US 11,887,581 B2
	Automatic audio playback of displayed textual content
Rachel Ilan Simpson, London (GB); Benedict Davies, London (GB); and Guillaume Boniface-Chang, London (GB)
Assigned to GOOGLE LLC, Mountain View, CA (US)
Appl. No. 17/052,046
Filed by Google LLC, Mountain View, CA (US); Rachel Ilan Simpson, London (GB); Benedict Davies, London (GB); and Guillaume Boniface-Chang, London (GB)
PCT Filed Nov. 14, 2019, PCT No. PCT/US2019/061401 § 371(c)(1), (2) Date Oct. 30, 2020, PCT Pub. No. WO2021/096507, PCT Pub. Date May 20, 2021.
Prior Publication US 2023/0094174 A1, Mar. 30, 2023
Int. Cl.

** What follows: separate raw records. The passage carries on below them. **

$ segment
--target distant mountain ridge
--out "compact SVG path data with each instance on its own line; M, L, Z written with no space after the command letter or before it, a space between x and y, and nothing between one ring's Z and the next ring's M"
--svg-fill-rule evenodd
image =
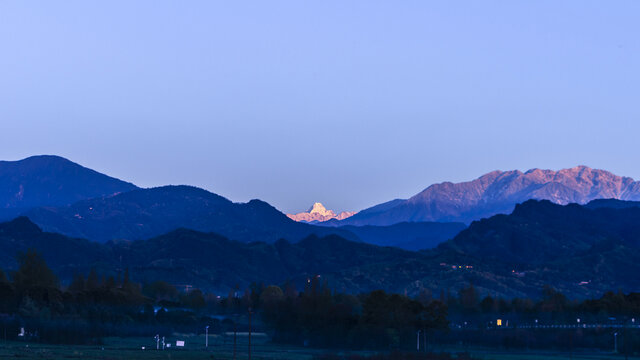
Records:
M99 242L142 240L186 228L241 242L297 242L310 235L337 234L351 241L421 250L453 238L466 227L462 223L422 222L388 227L315 226L293 221L260 200L233 203L185 185L136 189L68 206L34 208L23 215L45 231Z
M45 231L100 242L148 239L177 228L215 232L241 242L295 242L312 234L357 240L341 229L295 222L261 200L234 203L186 185L136 189L63 207L35 208L24 215Z
M298 241L340 229L296 223L271 205L246 204L192 186L142 189L59 156L0 161L0 221L27 216L45 231L97 241L138 240L177 228L234 240Z
M333 210L327 210L322 203L314 203L313 206L307 212L301 212L297 214L287 214L289 219L294 221L303 221L307 223L325 222L332 219L344 220L350 216L353 216L355 211L343 211L336 214Z
M141 189L58 156L34 156L0 165L0 175L4 175L0 185L8 184L0 199L8 199L5 206L9 206L0 208L0 221L23 215L45 231L99 242L148 239L188 228L241 242L273 243L281 238L296 242L312 234L339 234L352 241L424 249L455 235L455 226L447 225L408 224L352 231L316 227L309 224L337 221L353 213L335 214L316 203L303 214L307 218L297 223L260 200L233 203L192 186ZM20 196L15 196L15 189L22 189Z
M640 199L640 186L633 179L585 166L495 171L471 182L432 185L408 200L392 200L346 219L350 213L336 215L316 203L308 213L298 214L306 216L302 222L295 222L294 215L260 200L233 203L192 186L140 189L57 156L0 162L0 175L0 185L10 184L0 193L0 200L8 199L0 208L0 220L25 215L45 231L100 242L148 239L186 228L240 242L297 242L336 234L350 241L423 250L454 238L466 227L464 222L510 213L515 204L531 198L559 204L597 199L590 208L633 208L637 204L632 200ZM15 184L26 189L22 195L12 192Z
M510 215L476 221L453 240L419 252L337 235L243 243L189 229L100 244L43 232L21 217L0 223L0 268L14 270L15 254L35 249L67 282L91 268L104 275L128 268L136 281L188 283L218 294L252 282L292 280L300 288L321 275L332 288L354 294L437 294L473 283L492 296L537 297L551 285L571 298L586 298L640 289L640 207L628 205L609 201L591 209L530 200Z
M0 209L3 210L0 217L12 217L33 207L64 206L137 188L59 156L0 161Z
M594 199L640 200L640 182L577 166L559 171L493 171L473 181L434 184L407 200L365 209L341 225L391 225L404 221L465 222L509 213L529 199L585 204ZM332 225L336 225L335 222Z
M402 222L388 226L345 225L338 228L355 234L367 244L417 251L431 249L453 239L466 227L455 222Z
M92 268L101 275L117 275L128 268L136 281L189 283L220 294L254 281L293 280L302 286L317 274L419 256L337 235L310 235L297 243L244 243L180 228L148 240L97 243L42 231L26 217L0 223L0 269L15 270L16 254L28 249L41 253L67 283L74 274L86 274ZM368 285L356 281L353 290L359 286Z

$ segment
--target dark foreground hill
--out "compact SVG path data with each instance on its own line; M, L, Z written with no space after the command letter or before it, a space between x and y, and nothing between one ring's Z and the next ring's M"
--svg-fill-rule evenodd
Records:
M316 275L351 293L385 289L416 294L425 286L435 291L466 284L463 272L439 265L445 257L440 254L379 247L336 235L266 244L178 229L149 240L100 244L43 232L25 217L0 224L0 268L14 270L15 255L27 249L42 253L63 282L95 267L104 275L117 276L128 268L136 281L165 280L221 294L252 282L289 280L302 288Z
M193 186L137 189L64 207L42 207L24 214L45 231L100 242L140 240L177 228L215 232L242 242L298 241L331 233L356 240L340 229L297 223L260 201L234 203Z
M59 156L0 161L0 218L32 207L63 206L136 188Z
M105 275L129 268L138 281L166 280L228 291L251 282L302 285L316 274L370 263L419 258L418 253L345 240L309 236L298 243L279 240L242 243L213 233L177 229L149 240L100 244L42 231L26 217L0 224L0 268L16 268L18 252L35 249L63 280L95 267ZM353 289L360 291L359 287Z
M26 217L0 223L0 268L16 269L16 255L35 249L41 253L56 274L70 279L77 272L95 267L112 271L117 262L111 247L85 239L43 232Z
M452 241L440 245L517 264L568 259L611 246L640 248L640 207L590 209L529 200L517 205L510 215L472 223Z
M561 206L528 201L511 215L474 222L453 240L421 252L379 247L336 235L298 243L241 243L178 229L139 241L98 244L42 232L26 218L0 225L0 266L15 267L17 250L35 248L69 279L74 271L139 281L167 280L226 293L251 282L298 286L320 275L330 286L418 294L456 292L469 283L483 294L540 294L551 285L571 297L640 289L640 208Z
M361 241L379 246L394 246L405 250L432 249L453 239L467 226L463 223L403 222L389 226L340 226Z
M554 284L582 296L638 291L640 207L615 200L597 205L530 200L510 215L472 223L436 251L503 264L523 284Z

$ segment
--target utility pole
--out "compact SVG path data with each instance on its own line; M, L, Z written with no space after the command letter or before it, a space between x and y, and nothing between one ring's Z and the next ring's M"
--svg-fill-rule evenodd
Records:
M238 332L238 323L233 322L233 360L236 360L236 333Z
M569 335L569 359L573 359L573 332Z
M422 329L422 336L424 337L424 352L427 352L427 329Z
M204 327L204 347L209 348L209 325Z
M623 333L622 333L622 346L624 346L624 360L628 360L629 359L629 346L627 345L628 341L627 341L627 317L625 316L624 318L624 325L623 325Z
M249 308L249 360L251 360L251 308Z
M420 330L416 333L416 350L420 352Z

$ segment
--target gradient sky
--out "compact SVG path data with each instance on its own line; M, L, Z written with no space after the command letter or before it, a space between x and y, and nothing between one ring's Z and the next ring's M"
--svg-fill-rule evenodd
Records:
M640 179L640 1L0 0L0 158L285 212L491 170Z

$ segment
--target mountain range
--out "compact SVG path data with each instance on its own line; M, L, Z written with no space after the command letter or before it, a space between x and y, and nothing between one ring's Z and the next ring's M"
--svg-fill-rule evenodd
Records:
M545 284L576 297L640 289L639 186L603 170L492 172L315 226L260 200L138 188L55 156L1 164L3 214L13 219L0 224L5 270L34 248L63 280L130 268L139 281L217 292L315 275L353 293L468 283L510 297Z
M510 215L474 222L454 239L419 252L338 235L244 243L184 228L148 240L101 244L43 232L20 217L0 224L0 264L15 269L16 252L31 248L63 281L90 268L104 275L128 268L137 281L162 279L219 294L251 282L292 281L301 287L316 275L351 293L437 294L469 283L481 294L507 297L536 297L544 285L578 298L612 289L637 291L640 203L609 204L613 207L530 200Z
M0 161L0 219L34 207L64 206L135 189L131 183L59 156Z
M177 228L215 232L242 242L298 241L311 234L340 234L357 240L341 229L295 222L264 201L234 203L184 185L136 189L63 207L39 207L23 215L45 231L100 242L148 239Z
M28 188L32 196L39 194L40 202L31 200L14 207L11 206L16 203L9 203L6 212L0 213L4 215L0 220L23 215L44 231L100 242L148 239L188 228L242 242L273 243L279 239L296 242L312 234L337 234L353 241L415 250L433 247L461 229L459 225L447 224L405 224L387 229L313 226L293 221L260 200L234 203L204 189L184 185L138 188L57 156L27 158L12 162L11 168L14 174L21 175L13 176L5 188L10 188L9 185ZM78 179L84 182L82 186L77 184ZM38 183L45 185L32 185ZM90 187L91 191L83 190L84 187ZM62 189L61 193L56 189ZM47 200L51 198L56 201ZM337 221L351 215L346 212L336 215L320 203L305 214L315 217L309 218L311 223L317 222L313 219L333 217Z
M510 213L529 199L585 204L594 199L640 200L640 183L605 170L577 166L559 171L493 171L473 181L444 182L409 199L362 210L341 225L391 225L404 221L464 222ZM326 225L335 226L332 222Z
M392 200L353 216L336 214L321 203L306 213L285 216L260 200L234 203L190 186L138 188L57 156L0 165L0 220L24 215L45 231L103 242L147 239L184 227L244 242L295 242L311 234L338 234L417 250L452 238L463 228L461 223L510 213L529 199L557 204L640 199L640 185L633 179L579 166L494 171L470 182L434 184L407 200Z
M161 279L219 293L254 281L293 280L302 285L317 274L417 254L337 235L267 244L179 228L148 240L98 243L42 231L26 217L0 223L0 268L15 270L16 254L27 249L41 253L63 282L91 268L102 275L117 275L128 268L137 281Z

G06F 3/04883 (2022.01); G10L 13/08 (2013.01); G06F 3/0485 (2022.01); G10L 13/02 (2013.01)

CPC G10L 13/08 (2013.01) [G06F 3/0485 (2013.01); G10L 13/02 (2013.01)]

19 Claims

1. A computer-implemented method to perform audio playback of displayed textual content, the method comprising:

obtaining, by one or more computing devices, data descriptive of one or more items of content that include a plurality of portions of textual content;

determining, by the one or more computing devices, positional data that indicates respective positions of one or more of the portions of textual content on a display associated with the one or more computing devices;

receiving, by the one or more computing devices, data indicative of a user input that modifies the respective positions of the one or more of the portions of textual content relative to the display; and

responsive to receiving the data indicative of the user input:

determining, by the one or more computing devices, updated positional data that indicates respective updated positions of the one or more of the portions of textual content;

identifying, by the one or more computing devices and based at least in part on the updated positional data, that a first portion of textual content is positioned within a playback area of the display; and

causing, by the one or more computing devices, playback of an audio signal that includes speech of at least a portion of the first portion of textual content, wherein the speech of at least a portion of the first portion of textual content is determined at least in part using a trained machine learned model.